Can you Identify these Night-Blooming Flowers?
Fourth, supporters of the abandonment thesis assert that Kant no longer needs the postulate of immortality (and perhaps God) because in the 1790s he further abandons his earlier picture of the highest good as a distribution of happiness in proportion to moral worth, adopting instead the idea that this ideal is composed of maximal happiness and maximal morality as two independent variables. Mendelssohn’s argument builds off the thesis that the soul is a simple entity and cessation of existence involves a dissolution of one part and then another. The abandonment thesis is further defended by Guyer (2016) where in addition to building his case for this thesis based upon the aforementioned depiction of the highest good at AK 8:279, he also argues that in the Religion Kant has given up the Second Critique’s rationale for the postulate of immortality, namely, immortality as required for the sake of an eternal striving for perfection. The Second Part of the Religion moves on to Christology and the alleged role of Christ in our salvation.

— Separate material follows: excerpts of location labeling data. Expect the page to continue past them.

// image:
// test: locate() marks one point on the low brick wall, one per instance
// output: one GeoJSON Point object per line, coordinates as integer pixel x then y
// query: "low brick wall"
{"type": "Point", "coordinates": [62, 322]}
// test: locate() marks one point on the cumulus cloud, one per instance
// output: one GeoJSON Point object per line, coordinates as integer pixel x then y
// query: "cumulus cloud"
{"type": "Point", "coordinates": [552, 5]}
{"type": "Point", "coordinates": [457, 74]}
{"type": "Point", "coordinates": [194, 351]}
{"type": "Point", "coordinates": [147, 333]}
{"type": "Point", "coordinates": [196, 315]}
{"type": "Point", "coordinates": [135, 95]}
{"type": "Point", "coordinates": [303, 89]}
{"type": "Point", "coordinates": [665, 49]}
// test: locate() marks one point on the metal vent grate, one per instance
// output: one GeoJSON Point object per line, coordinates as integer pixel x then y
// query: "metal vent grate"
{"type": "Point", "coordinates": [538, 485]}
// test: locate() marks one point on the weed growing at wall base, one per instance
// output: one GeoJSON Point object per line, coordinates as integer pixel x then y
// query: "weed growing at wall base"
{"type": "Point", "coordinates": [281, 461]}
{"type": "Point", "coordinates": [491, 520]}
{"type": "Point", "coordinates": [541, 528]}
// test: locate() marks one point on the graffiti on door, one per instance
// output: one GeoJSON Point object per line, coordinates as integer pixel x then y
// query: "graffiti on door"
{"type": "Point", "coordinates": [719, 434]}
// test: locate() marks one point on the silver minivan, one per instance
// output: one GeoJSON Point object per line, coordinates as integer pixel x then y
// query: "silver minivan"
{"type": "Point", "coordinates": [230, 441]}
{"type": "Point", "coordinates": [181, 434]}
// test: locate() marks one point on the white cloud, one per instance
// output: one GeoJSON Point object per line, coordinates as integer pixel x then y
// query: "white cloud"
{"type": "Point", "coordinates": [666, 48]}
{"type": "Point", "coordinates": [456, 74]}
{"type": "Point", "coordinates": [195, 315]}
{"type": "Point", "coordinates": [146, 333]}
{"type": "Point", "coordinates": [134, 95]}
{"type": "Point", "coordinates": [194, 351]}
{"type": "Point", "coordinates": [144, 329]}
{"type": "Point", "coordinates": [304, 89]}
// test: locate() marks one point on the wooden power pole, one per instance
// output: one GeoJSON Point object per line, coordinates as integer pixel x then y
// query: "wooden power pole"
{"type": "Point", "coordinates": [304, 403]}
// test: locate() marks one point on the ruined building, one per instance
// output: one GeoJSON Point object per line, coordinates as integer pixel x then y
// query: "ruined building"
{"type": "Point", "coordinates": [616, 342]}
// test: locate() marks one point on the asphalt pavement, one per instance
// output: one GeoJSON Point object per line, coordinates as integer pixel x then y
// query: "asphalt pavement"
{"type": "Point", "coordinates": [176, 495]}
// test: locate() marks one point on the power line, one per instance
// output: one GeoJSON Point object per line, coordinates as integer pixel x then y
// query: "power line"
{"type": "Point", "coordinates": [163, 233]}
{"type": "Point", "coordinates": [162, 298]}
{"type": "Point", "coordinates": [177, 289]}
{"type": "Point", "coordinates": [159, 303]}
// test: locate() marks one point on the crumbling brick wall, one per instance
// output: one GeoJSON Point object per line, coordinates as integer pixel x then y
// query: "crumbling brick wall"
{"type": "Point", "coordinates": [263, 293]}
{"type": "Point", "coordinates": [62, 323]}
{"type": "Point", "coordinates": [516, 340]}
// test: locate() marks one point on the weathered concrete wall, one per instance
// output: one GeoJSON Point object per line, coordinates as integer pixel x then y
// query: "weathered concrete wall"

In Part One, Kant’s aim is to examine the Christian doctrine of Original Sin, especially as he would have been exposed to it through his Lutheran Pietist upbringing. Kant’s focus in this part is the social dimension of moral evil, where he draws from the Predisposition to Humanity discussed in Part One (see Wood 1999), and argues that we “mutually corrupt each other’s moral dispositions and make one another evil” (AK 6:94). The goal of the universal church is to promote a new sort of social exchange guided by our collective “duty sui generis” of human beings to work cooperatively towards “a common end, namely the promotion of the highest good” (AK 6:97). The ethical community is then presented as an ideal state of affairs reflecting the realization of the highest good. Coogan explains the development of this concept of angels: “In the postexilic period, with the development of explicit monotheism, these divine beings-the ‘sons of God’ who were members of the divine council-were in effect demoted to what are now known as ‘angels’, understood as beings created by God, but immortal and thus superior to humans.” This conception of angels is best understood in contrast to demons and is often thought to be “influenced by the ancient Persian religious tradition of Zoroastrianism, which viewed the world as a battleground between forces of good and forces of evil, between light and darkness.” One of these “sons of God” is “the satan”, a figure depicted in (among other places) the Book of Job.
God eternally exists as one being in three persons who are coequal and coeternal: the Father, Son, and Holy Spirit. As discussed through this subsection, Kant’s views on the postulate of immortality through the Critical period involve these three core issues: (a) the standard for moral worth articulated by Kant in various texts; (b) whether Kant continues to regard the highest good as a distribution of happiness in proportion to moral worth versus as maximal happiness and maximal morality as two independent variables; and (c) whether or not the distribution of happiness (especially if taken as proportionate to moral worth) depends upon the postulate of immortality (i.e., cannot take place within the causal order of nature). What both Prefaces ultimately explain is that Kant’s goal in the Religion is to (a) provide an inquiry into the scope of overlap between historical faith (especially in the form of Christianity) and pure rational religion; and (b) use the latter as a guide for distinguishing between which elements of the former are matters of “genuine religion” rather than “cult” (AK 6:12-13). Each of the Religion’s four parts then take on core issues with Christian doctrine. It is only by His grace that we can overcome, this is also a form of pilgrimage.
Third, the highest good is linked with the immortality of the soul continually through the texts of the 1790s, including the Critique of Judgment, where it can be found more than a dozen times through its final section. While larger animals can carry more weight overall, they can’t carry as much proportional weight; the dung beetle can move items with a mass that’s 1,141 times heavier than itself. The point of the former is that “genuine religion”, is one that can be “comprehensibly and convincingly” communicated to all human beings “through their own reason” (AK 6:162) without any necessary role for revelation. Kant rejects this argument on the grounds that even simple beings can have a degree of reality (an intensive magnitude) that can diminish to zero, he shortly thereafter presents his own argument for the soul’s immortality, one that has a similar metaphysical bent: (a) since throughout nature there is a proportionality between purposes and the conditions for the realization of those purposes, there should be a similar proportionality between our capacities and the conditions for their realization, and (b) since the grandeur of our capacities, including both our natural talents and moral vocation, exceeds what can be realized in this life, it follows (c) that we are justified in affirming a “future life”.